Firstly, it is shown here that the greater extent to which gas exchange performance and growth rates increased in salt-treated Phillyrea latifolia (Asat +15 %, RGRshoot +30 %) than in Pistacia lentiscus (Asat +2 %, RGRshoot +4 %) because of high-Ca2+ supply, exclusively depended upon greater recoveries during the period of relief from salinity, not from superior rates during the stress period (Figs 1 and 2). Actually, gs and Asat underwent transiently greater reductions in high-Ca2+ than low-Ca2+ plants, irrespective of NaCl supply and species (Hawkins and Lewis, 1993; De Silva et al., 1994), during the first 2 weeks of treatment (Fig. 1). These findings agree with those of Yang et al. (2003) and seem to support previous suggestions of the pivotal role of Ca2+ as signal transduction molecule (Essah et al., 2003; Tester and Davenport, 2003) in ABA-mediated stomatal closure (Bowler and Fluhr, 2000; Wilkinson and Davies, 2002). Intensity of salt stress and plant age may have been responsible for the negligible effect of Ca2+ treatments on gs during the last 3 weeks (Sohan et al., 1999; Yang et al., 2003; Husain et al., 2004).

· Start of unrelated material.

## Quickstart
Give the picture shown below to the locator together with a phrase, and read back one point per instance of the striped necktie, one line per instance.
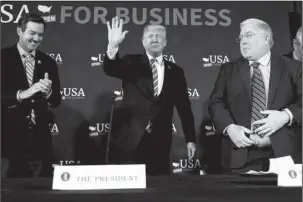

The species-specific effect of Ca2+ treatments on gas exchange and photosynthetic performances closely depended upon strikingly different species-specific strategies of salt allocation at the organ level (Cheeseman, 1988; Tattini and Gucci, 1999; Munns, 2005; Tattini et al., 2006). Net transport rates of Na+ to the leaves decreased much more in the ‘salt-excluder’ Phillyrea latifolia (JNa,shoot and JNa,leaf accounted for 57 % and 20 %, respectively, of net Na+ uptake rate) than in the ‘salt-includer’ Pistacia lentiscus (JNa,shoot and JNa,leaf accounted for 57 % and 39 %, of JNa,plant) because of high-Ca2+ supply (Fig. 3A). It is also noted that the stem contributed little in Pistacia lentiscus (32 %) as compared with Phillyrea latifolia (53 %), to the partitioning of Na+ in the whole plant (Fig. 4). This finding, which depended upon strikingly different Na+ concentrations (287·5 in Phillyrea latifolia vs. 126·7 µmol g–1 d. wt in Pistacia lentiscus) and not upon different growth rates of the stem (Fig. 2), suggests a key role of the stem in the partitioning of Na+ in salt-tolerant glycophytes (Wolf et al., 1991; Tattini and Gucci, 1999). At the same time, high-Ca2+- induced improvement in K+/Na+ selectivity, which has been reported to be responsible for Ca2+-induced enhancements in the salt-tolerance of most species (Maathuis and Amtmann, 1999; Tester and Davenport, 2003), was greater in Phillyrea latifolia than in Pistacia lentiscus (Fig. 3). These issues, although poorly investigated with sometimes contrasting results (Davenport et al., 1997; Hernández et al., 2003), may have ecological relevance. The effect of changes in Ca2+ supply on the Cl– transport rate to the leaves (Fig. 3B) and the leaf Cl– concentration (which declined from 197 to 168 µmol g–1 d. wt passing from low- to high-Ca2+ leaves; data not shown) was less important than that observed on Na+ fluxes and concentrations (Figs 3A and 5). These results conform to a Ca2+-specific effect on Na+ uptake and transport systems (Maathuis and Amtmann, 1999; Zhu, 2002), and agree with data recently reported for hydroponically grown Olea europea supplied with similar NaCl and Ca2+ root-zone concentrations (Tattini and Traversi, 2008).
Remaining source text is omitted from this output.